And Harron was furious.
"Leonardo wasn't remotely right [for the part]," she told The Guardian in 2000.
"There's something very boyish about him. He's not credible as one of these tough Wall Street guys ... He brought way too much baggage with him; I did not want to deal with someone who had a 13-year-old fan base. They shouldn't see the movie. It could've gotten us in a lot of trouble."
To Bale's credit, he refused to give up on his dream to play Bateman, despite many insisting the role would be "career suicide".
But the studio wanted a bigger name as the lead (this was years before Bale became Batman) and - as Harron explained - "they would've taken almost anybody over Christian."
The actor carried on as though his deal hadn't fallen through and nothing had changed.
"I just pretended it didn't happen," Bale told The Wall Street Journal.

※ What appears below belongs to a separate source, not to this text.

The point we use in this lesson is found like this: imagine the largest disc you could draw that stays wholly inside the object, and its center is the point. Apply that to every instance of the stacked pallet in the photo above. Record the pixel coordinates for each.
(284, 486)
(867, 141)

"I'm English, so I never go to a gym, but for that role it was part of the whole deal that I had to go. I still kept going down to the gym every day because I was going, 'Oh, I'm making the film.' I would call Mary Harron - she'd be having a nice dinner with her family - and I'd go, 'So Mary, so when we do this scene ...' And she'd go, 'Christian, Oliver Stone is directing, DiCaprio is playing your role.' I said, 'Right, but you said it, my role, alright? It is coming back, so let's talk about it, because it's coming back to us.' And she'd go, 'Christian, can you please leave me alone?'"
He was right to stay positive - nine months later, DiCaprio dumped the project in favour of doing The Beach (which earned him his first and only Razzie nomination - oops) while American Psycho went on to earn Bale critical acclaim and cement his status as one of Hollywood's finest actors.